35. Au vu de ce qui précède, et eu égard à la place éminente de la liberté de réunion pacifique dans une société démocratique (Kudrevičius et autres c. Lituanie [GC], précité, § 142), la Cour conclut que la condamnation du requérant n’était pas « nécessaire dans une société démocratique ».
36. Partant, il y a eu violation de l’article 11 de la Convention.
2. SUR L’APPLICATION DE L’ARTICLE 41 DE LA CONVENTION
37. Aux termes de l’article 41 de la Convention,
« Si la Cour déclare qu’il y a eu violation de la Convention ou de ses Protocoles, et si le droit interne de la Haute Partie contractante ne permet d’effacer qu’imparfaitement les conséquences de cette violation, la Cour accorde à la partie lésée, s’il y a lieu, une satisfaction équitable. »
38. Le requérant n’a pas présenté sa demande de satisfaction équitable dans le délai imparti.
39. Partant, la Cour estime qu’il n’y a pas lieu d’octroyer de somme à la partie requérante au titre de l’article 41 de la Convention (Karoussiotis c.
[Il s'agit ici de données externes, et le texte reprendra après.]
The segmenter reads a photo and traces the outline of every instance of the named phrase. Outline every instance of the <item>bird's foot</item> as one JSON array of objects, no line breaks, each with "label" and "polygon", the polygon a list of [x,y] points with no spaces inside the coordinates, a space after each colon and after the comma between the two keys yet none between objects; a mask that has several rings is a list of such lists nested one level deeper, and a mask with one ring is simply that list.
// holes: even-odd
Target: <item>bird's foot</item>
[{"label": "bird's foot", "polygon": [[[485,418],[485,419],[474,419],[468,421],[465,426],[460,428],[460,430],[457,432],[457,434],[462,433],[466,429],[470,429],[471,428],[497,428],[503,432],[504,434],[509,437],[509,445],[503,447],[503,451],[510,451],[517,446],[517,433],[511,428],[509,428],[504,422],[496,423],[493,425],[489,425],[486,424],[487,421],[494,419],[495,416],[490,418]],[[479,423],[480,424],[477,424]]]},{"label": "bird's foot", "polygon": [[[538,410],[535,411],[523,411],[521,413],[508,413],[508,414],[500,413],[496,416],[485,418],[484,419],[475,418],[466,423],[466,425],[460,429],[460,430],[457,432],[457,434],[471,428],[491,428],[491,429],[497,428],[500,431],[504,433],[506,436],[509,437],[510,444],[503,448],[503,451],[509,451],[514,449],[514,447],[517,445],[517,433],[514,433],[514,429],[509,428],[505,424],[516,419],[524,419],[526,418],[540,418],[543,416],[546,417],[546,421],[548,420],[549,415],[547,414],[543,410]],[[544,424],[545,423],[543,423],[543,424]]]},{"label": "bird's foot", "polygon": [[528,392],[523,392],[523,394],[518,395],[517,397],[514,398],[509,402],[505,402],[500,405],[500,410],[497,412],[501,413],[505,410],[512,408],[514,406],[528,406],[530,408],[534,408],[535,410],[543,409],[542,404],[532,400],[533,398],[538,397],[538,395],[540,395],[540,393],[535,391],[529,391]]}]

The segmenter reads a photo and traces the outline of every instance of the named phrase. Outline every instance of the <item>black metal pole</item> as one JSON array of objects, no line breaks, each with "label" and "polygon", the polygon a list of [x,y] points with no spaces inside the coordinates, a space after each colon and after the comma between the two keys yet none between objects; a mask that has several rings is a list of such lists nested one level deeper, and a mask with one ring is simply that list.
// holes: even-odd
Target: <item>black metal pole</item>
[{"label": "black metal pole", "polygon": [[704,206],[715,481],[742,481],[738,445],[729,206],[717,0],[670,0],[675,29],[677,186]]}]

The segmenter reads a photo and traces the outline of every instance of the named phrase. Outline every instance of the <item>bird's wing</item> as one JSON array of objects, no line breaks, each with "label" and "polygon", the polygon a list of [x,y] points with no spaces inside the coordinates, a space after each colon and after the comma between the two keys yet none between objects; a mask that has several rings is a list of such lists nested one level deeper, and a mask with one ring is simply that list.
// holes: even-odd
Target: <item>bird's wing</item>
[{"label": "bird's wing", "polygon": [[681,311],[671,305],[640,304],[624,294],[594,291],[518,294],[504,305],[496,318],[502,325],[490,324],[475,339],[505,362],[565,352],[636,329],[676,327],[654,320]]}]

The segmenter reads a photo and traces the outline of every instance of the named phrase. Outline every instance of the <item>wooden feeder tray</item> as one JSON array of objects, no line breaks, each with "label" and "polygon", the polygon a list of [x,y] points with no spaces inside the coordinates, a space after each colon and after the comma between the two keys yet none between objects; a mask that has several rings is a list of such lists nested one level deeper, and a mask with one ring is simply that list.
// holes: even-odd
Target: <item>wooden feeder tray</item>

Portugal, no 23205/08, § 94, CEDH 2011 (extraits)).
PAR CES MOTIFS, LA COUR, À L’UNANIMITÉ,
1. Déclare, la requête recevable ;
2. Dit, qu’il y a eu violation de l’article 11 de la Convention ;
3. Rejette, la demande de satisfaction équitable.
Fait en français, puis communiqué par écrit le 3 mai 2022, en application de l’article 77 §§ 2 et 3 du règlement.